TaleSpire Dev Log 298

Hi folks, time for another dev-log :)

HeroForge work continues

The first task was to replace the use of BlobAssetReference for serializing the HeroForge asset data, as yesterday we discovered that it was far too slow (~100ms on my machine).

That went smoothly and removed the most significant lag in our code. This allowed us to see all the stuff that was still too slow. From there, the bulk of the work was moving things to jobs. And making sure that, whenever we did have to do something on the main thread, we did it fast.

With asset processing/saving improved, I moved on to asset loading. The work was very similar until something cropped up that was rather surprising…

slow texture upload

…Unity was taking a very long time to upload the textures. At first, I thought we were trying to access the texture’s data too soon after creation, so I put a delay between those steps. I think it helped a little, but the spike in the perf graph still remained.

I’ll spare you the details of all the tests and head-scratching, but I eventually stumbled on something by accident:

fast texture upload when busy

The first spike is the load with slow texture upload. All the little spikes are from running the same code in rapid succession. It seems that, after a delay, the first texture upload is slow, but uploads within a couple dozen frames of each other are fast.

I could make some wild guesses about what is happening, but to be honest, I just don’t know. For now, it’s enough to know that it’s not going to choke when batch processing, but it is rather unsettling.

There are two other spots where the loading code is slower than I’d like.

The first is that opening the asset file takes a couple of milliseconds. We can just move that out to the job that reads from that file.

The second is that the Texture2D constructors take a few milliseconds to run. Unfortunately, there isn’t I can do about that one as it’s not our code :(

Tomorrow I’ll start moving this into TaleSpire.

macOS support

About two weeks ago, Unity 2021.2 shipped. This is the first build of the editor to officially support Apple Silicon.

We had already tested TaleSpire in the 2021.2 beta and, on Windows, all looks good. This means we will probably upgrade the project in the coming weeks.

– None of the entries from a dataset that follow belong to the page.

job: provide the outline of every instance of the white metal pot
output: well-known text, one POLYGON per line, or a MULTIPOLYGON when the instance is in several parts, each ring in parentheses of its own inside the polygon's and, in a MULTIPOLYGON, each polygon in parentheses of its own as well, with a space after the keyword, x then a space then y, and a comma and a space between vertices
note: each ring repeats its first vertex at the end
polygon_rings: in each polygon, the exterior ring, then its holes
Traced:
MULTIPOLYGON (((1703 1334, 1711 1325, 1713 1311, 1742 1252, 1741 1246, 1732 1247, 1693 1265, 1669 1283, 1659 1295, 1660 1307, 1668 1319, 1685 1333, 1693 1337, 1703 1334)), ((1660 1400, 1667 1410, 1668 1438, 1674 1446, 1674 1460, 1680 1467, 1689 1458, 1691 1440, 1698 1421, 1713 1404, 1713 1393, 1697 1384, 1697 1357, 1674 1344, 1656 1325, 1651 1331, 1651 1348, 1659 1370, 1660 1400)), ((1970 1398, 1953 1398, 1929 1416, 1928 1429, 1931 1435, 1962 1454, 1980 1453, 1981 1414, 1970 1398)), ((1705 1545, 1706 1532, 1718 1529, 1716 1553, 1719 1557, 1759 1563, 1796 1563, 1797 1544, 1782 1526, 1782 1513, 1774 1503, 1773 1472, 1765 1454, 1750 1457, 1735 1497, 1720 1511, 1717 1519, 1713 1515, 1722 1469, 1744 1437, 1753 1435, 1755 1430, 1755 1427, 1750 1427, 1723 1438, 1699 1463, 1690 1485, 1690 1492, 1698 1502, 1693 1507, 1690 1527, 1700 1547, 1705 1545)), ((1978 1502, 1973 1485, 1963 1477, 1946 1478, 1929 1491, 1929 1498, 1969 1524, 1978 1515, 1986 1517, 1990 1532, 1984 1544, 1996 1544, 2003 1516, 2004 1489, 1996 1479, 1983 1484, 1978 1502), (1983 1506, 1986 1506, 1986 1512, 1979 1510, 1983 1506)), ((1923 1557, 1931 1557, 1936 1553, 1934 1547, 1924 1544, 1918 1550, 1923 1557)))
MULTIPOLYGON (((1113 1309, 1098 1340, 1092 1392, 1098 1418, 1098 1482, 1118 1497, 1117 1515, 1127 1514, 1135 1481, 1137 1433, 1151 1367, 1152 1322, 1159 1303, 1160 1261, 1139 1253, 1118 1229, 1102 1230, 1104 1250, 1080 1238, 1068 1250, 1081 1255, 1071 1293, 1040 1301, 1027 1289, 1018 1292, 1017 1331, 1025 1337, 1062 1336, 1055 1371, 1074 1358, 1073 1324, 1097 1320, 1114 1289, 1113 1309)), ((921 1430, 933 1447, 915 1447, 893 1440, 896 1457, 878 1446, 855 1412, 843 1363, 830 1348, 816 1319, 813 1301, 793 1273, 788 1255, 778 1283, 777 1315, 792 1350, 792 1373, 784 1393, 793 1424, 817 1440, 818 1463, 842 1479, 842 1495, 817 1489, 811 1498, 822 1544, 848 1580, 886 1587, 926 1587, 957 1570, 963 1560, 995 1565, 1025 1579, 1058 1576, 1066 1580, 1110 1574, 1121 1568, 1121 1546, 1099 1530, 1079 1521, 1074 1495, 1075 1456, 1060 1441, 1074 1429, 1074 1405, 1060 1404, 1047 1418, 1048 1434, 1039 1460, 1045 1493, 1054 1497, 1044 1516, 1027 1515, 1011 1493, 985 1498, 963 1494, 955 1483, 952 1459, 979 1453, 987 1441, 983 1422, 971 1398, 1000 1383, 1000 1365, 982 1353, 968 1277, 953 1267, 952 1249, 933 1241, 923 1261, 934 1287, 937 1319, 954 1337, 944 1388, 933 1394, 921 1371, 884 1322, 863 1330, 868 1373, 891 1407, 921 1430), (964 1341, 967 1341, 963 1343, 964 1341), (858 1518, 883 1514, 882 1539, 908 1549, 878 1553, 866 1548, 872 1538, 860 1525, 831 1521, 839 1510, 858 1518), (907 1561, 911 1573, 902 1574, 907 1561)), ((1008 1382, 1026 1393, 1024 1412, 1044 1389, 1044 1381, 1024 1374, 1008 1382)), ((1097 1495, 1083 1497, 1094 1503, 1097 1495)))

TaleSpire on macOS is still, of course, totally broken. But this was already known, and we covered the details back in this dev-log. We can, however, prepare our development environment. We are currently waiting on a fix to a Rider bug before we can code comfortably there[0]. However, a more ideal solution would be cross-compiling from our primary dev environment on Windows.

I’ve done my fair share of pushing builds across the network to other Windows test machines, and the time it takes to move a few GB really makes iteration times painful. If you’ve done much coding, I’m sure you know just how much difference iteration time makes to flow and thus how fast you can get things done.

Rather than replicate that joy on macOS, we have ordered some Sonnet 10Gb gear and will be testing to see if that makes for a tenable experience.

I’m rather excited about that!

That’s your lot

Ok, that’s all for tonight.

Hope you’ve had a good day.

Peace.

[0] I’m a big ol’ emacs nerd and would have loved to stay, but omnisharp or its integration are just too slow. I tried all the usual suspects, but Rider has unfortunately been the best for me by a fair margin so far.